I would not want any ink or emulsion to go down the drain. The emulsion, and ink will cause serioue problems later on down the road. You can make a filtration system. Let your drain dump into a screen you can use a 86 mesh this will catch the emulsion, and the ink. The water will pass through you can set up a sump pump that will then push the water down the drain.


----------



## murphprinting (Sep 11, 2010)

thank you jasonsc310,
that seems to make good sense. 
how bout the effects of some of the chemicals? are there others using their septic in a home based set up that have recomendations?
thank you all for the help


----------



## big frank sports (Aug 7, 2008)

I use all Franmar chemicals. They are soybean based which means biodegradable. I am also on a septic system and have not had a problem in 5 years. Just make sure that you get as much ink off as you can. As for the emulsion, mine becomes liquid when reclaiming so a trap would not be able to catch it.

Frank


----------



## murphprinting (Sep 11, 2010)

will these inks work with an automated machine?


----------



## big frank sports (Aug 7, 2008)

murphprinting said:


> will these inks work with an automated machine?
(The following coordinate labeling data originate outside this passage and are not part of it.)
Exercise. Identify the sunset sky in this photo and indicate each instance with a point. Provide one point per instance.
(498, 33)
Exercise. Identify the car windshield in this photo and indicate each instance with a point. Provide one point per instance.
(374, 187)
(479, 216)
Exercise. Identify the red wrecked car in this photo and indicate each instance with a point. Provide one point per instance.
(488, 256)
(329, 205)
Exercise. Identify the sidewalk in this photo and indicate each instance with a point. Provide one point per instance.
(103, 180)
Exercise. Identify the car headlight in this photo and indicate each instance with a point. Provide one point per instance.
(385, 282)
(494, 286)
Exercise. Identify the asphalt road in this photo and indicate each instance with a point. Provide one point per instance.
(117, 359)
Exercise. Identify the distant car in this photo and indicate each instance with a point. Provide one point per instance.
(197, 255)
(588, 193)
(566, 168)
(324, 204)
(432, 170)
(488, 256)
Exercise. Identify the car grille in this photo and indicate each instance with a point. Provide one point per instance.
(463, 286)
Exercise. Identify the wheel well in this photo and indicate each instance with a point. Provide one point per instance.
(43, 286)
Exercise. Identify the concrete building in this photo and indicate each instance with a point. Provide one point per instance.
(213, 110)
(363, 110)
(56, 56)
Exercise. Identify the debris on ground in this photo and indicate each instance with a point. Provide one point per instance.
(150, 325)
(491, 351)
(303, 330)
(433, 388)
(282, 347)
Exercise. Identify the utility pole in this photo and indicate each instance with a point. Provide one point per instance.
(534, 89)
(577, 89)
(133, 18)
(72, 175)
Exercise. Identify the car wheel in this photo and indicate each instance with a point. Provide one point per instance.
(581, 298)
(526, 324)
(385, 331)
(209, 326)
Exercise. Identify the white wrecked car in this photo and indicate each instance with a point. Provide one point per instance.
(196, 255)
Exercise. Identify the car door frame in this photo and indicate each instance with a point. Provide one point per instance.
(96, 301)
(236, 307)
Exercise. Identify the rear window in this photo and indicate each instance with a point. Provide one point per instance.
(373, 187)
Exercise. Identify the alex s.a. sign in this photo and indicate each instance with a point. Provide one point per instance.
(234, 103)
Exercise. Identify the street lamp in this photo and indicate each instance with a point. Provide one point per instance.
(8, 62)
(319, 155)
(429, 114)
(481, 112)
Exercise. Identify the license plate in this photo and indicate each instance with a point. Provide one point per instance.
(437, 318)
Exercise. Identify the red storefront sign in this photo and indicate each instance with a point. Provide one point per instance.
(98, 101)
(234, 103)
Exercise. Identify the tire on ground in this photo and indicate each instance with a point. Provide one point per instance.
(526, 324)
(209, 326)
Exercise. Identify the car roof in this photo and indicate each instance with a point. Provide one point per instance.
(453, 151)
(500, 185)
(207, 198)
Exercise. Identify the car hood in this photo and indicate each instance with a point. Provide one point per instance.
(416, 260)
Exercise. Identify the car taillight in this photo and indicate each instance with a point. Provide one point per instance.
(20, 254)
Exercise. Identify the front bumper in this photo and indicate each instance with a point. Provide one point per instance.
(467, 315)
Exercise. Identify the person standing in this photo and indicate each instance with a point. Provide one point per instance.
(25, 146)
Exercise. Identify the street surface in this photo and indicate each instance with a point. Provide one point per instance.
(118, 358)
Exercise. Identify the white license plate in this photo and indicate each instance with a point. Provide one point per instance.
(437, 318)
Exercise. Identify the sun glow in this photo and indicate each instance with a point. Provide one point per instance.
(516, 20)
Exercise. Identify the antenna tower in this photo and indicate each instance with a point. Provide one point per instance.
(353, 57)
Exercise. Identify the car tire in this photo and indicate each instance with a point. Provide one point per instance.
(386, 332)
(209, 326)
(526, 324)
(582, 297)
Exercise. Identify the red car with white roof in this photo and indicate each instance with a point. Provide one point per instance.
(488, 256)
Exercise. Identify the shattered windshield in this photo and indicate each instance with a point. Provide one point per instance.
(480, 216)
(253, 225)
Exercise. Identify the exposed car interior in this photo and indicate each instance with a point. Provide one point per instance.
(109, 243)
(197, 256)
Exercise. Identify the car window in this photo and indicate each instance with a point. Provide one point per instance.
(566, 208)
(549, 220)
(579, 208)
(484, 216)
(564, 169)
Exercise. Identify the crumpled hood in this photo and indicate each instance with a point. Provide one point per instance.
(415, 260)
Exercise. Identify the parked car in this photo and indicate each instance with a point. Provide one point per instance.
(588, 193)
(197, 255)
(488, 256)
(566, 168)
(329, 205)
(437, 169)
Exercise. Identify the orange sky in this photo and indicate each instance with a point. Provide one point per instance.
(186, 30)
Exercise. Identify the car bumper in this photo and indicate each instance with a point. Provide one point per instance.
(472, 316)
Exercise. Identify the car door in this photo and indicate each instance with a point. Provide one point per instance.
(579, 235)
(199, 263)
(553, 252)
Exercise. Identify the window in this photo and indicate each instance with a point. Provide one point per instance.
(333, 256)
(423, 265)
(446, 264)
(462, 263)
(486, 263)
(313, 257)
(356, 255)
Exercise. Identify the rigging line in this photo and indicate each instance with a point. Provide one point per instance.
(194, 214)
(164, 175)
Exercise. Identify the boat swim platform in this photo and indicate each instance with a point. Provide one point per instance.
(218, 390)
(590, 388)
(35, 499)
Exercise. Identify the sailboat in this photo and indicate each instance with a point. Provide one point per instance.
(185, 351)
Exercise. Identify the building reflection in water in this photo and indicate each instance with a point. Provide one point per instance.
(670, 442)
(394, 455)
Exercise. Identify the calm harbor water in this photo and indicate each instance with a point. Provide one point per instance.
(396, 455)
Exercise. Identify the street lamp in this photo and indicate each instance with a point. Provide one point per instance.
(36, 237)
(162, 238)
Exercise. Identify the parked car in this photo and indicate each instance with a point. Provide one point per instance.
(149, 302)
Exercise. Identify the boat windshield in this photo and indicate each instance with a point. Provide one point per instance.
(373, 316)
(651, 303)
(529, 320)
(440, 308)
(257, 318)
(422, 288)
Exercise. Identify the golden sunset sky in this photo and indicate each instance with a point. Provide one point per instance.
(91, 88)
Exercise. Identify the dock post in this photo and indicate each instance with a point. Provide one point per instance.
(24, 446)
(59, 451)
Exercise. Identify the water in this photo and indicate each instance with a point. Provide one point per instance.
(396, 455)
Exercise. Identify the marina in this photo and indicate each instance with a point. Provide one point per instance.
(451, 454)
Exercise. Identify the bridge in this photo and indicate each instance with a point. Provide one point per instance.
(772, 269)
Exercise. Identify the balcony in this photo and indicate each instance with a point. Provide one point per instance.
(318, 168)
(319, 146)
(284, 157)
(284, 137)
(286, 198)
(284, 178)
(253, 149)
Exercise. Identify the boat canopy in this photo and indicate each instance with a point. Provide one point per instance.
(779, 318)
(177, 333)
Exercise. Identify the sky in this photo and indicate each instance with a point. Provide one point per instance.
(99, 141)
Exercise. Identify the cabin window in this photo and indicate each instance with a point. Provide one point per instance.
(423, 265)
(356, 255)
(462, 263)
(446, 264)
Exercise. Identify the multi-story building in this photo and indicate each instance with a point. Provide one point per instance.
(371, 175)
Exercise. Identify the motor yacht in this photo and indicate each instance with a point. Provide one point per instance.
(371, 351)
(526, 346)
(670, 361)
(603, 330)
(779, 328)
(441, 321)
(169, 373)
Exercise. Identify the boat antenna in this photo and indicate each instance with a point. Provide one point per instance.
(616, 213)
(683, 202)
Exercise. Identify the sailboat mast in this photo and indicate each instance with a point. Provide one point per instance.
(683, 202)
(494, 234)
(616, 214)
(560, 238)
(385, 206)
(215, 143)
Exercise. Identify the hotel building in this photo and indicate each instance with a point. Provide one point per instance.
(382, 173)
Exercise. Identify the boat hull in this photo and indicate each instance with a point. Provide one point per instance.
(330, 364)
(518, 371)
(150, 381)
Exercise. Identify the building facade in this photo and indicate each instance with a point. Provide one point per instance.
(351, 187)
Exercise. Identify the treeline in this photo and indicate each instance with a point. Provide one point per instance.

These are screen cleaning chemicals. As for inks - plastisol is plastisol no matter who you buy it from.


----------



## screen260 (Aug 3, 2008)

I'm on a septic system and also use Franmar chemicals. Recently I purchaced a Blackline waste water filter that is made for shops on a septic. It filters out ink and emulsion solids before it goes down the drain. It's pretty pricey but I guess it's cheaper than a septic system. I bought it from www.calibratedsps.com


----------